Y Victorica, haciendo una profunda reverencia al padre y a la hija, salió de aquel lugar después de haber pagado, como todos los que entraban a él, su competente tributo de humillación, de miedo, de servilismo; sin saber positivamente si dejaba contento o disgustado a Rosas; incertidumbre fatigosa y terrible en que el sistemático dictador tenía constantemente el espíritu de sus servidores, porque el temor podría hacerlos huir de él, y la confianza podría engreírlos demasiado.

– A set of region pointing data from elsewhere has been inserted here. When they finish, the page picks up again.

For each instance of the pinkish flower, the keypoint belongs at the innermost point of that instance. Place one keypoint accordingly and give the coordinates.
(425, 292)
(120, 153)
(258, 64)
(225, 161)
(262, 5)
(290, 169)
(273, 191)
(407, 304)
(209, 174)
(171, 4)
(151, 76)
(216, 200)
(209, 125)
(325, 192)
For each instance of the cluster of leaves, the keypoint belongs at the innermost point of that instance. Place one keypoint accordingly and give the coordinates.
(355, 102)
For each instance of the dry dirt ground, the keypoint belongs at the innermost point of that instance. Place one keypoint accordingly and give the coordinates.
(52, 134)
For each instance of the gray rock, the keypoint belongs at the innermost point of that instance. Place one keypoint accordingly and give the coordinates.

Un largo rato de silencio sucedió a la salida del jefe de policía, pues mientras Rosas y su hija lo guardaban despiertos, absorto cada uno en bien distintas ideas, el repleto Viguá lo guardaba durmiendo profundamente, cruzados los brazos sobre la mesa, y metida entre ellos su cabeza.
-Vete a acostar -dijo Rosas a su hija.
-No tengo sueño, señor.
-No importa, es muy tarde ya.
-¡Pero usted va a quedarse solo!
-Yo nunca estoy solo. Va a venir Mandeville y no quiero que pierda el tiempo en cumplimientos contigo; anda.
-Bien, tatita, llámeme usted si algo necesita.
Y Manuela se le acercó, le dio un beso en la frente, y tomando una vela de sobre la mesa, entró a las habitaciones interiores.
Rosas se paró entonces, y, cruzando sus manos a la espalda, empezó a pasearse al largo de su habitación, desde la puerta que conducía a su alcoba, por donde habían entrado y salido los personajes que hemos visto, hasta aquella por donde había ídose Manuela.
Diez minutos habrían durado los paseos, en cuyo tiempo Rosas parecía sumergido en una profunda meditación, cuando se sintió el ruido de caballos que se aproximaban a la casa. Rosas paróse un momento, precisamente al lado de Viguá, y luego que conoció que los caballos habían parado en la puerta de la calle, dio tan fuerte palmada sobre la nuca del mulato, que a no tener en aquel momento posada la frente sobre sus carnudos brazos, se habrían roto sus narices contra la mesa.
-¡Ay! -exclamó el pobre diablo parándose lo más pronto posible.
-No es nada; despiértese Su Paternidad que viene gente, y oiga: cuidado como se vuelva a dormir; siéntese al lado del hombre que entre, y cuando se levante, déle un abrazo.
El mulato miró a Rosas un instante e hizo luego lo que se le había ordenado, con muestras inequívocas de disgusto.
Rosas sentóse en la silla que ocupaba antes, a tiempo que Corvalán entraba.